Bull v Desporte – no public interest in a “kiss and tell”

Posted: July 23, 2019

Donna Desporte wrote a book about her relationship with a lottery winner, Gareth Bull, and the High Court found that further publication would be a misuse of private information. The book revealed private information, including details of their sexual relationship, his relationship with his former wife, his children and his physical health. 

The judge considered that this was little more than a “kiss and tell” for which there was no legitimate public interest in publishing.  So further publication would contravene Mr Bull’s right to respect for private and family life under Article 8 of the European Convention on Human Rights, and that outweighed Ms Desporte’s right to freedom of expression under Article 10 of the ECHR.  In the circumstances, the judge granted a permanent injunction preventing further publication of the private information.

Additionally, following the initial publication of the book, an interim non-disclosure order had been granted preventing publication of the private information.  Ms Desporte subsequently published redacted versions of the book that still contained private information.  Since Ms Desporte had knowingly breached the order, the judge awarded aggravated damages.

We understand that the decision is the subject of an appeal by Ms.
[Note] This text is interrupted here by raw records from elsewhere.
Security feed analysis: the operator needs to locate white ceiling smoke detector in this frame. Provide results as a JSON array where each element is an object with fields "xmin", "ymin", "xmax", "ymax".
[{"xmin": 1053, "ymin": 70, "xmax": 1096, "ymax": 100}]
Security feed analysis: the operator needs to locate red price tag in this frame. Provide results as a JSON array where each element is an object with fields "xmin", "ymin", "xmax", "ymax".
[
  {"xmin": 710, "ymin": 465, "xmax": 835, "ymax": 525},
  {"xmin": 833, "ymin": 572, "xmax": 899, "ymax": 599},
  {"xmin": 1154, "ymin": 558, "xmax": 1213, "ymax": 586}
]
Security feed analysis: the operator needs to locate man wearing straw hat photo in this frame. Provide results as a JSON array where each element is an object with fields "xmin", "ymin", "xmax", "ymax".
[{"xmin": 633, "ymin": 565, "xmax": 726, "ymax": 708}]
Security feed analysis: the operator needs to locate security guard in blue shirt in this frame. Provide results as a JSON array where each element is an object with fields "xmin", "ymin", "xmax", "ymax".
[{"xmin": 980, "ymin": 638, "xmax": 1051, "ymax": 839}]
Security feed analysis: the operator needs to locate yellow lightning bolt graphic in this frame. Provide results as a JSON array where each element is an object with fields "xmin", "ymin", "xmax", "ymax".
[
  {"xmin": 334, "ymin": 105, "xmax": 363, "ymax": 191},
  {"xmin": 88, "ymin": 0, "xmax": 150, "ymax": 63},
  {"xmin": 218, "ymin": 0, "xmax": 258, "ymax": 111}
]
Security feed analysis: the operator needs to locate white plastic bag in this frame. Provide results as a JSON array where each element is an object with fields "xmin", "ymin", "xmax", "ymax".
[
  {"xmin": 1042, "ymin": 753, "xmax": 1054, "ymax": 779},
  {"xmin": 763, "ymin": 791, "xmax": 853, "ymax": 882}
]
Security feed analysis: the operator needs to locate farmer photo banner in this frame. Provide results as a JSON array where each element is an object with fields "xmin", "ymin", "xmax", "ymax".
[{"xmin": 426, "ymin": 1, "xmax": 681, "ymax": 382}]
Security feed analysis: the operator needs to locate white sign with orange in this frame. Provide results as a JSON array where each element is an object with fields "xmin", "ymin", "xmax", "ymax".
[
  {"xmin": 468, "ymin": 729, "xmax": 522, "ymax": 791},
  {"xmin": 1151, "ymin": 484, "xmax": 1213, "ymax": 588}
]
Desporte.

Comment

This decision follows a series of similar judgments, including McKennitt v Ash, Murray v Express Newspapers Limited, PJS v News Group Newspapers and  Contostavlos v Mendahun – suggesting, in particular, that there is very little prospect of succeeding with a freedom-of-expression argument for a publication of information that would amount to a mere “kiss and tell”.  Knowles J was firm in his judgment on those points and was clear that, in the circumstances, there was no justification on any public-interest grounds for the publication any of the four categories of private information identified.

The judge was equally robust in awarding damages – which serves as a pointed reminder that if an interim order is knowingly breached, a court may well award aggravated damages.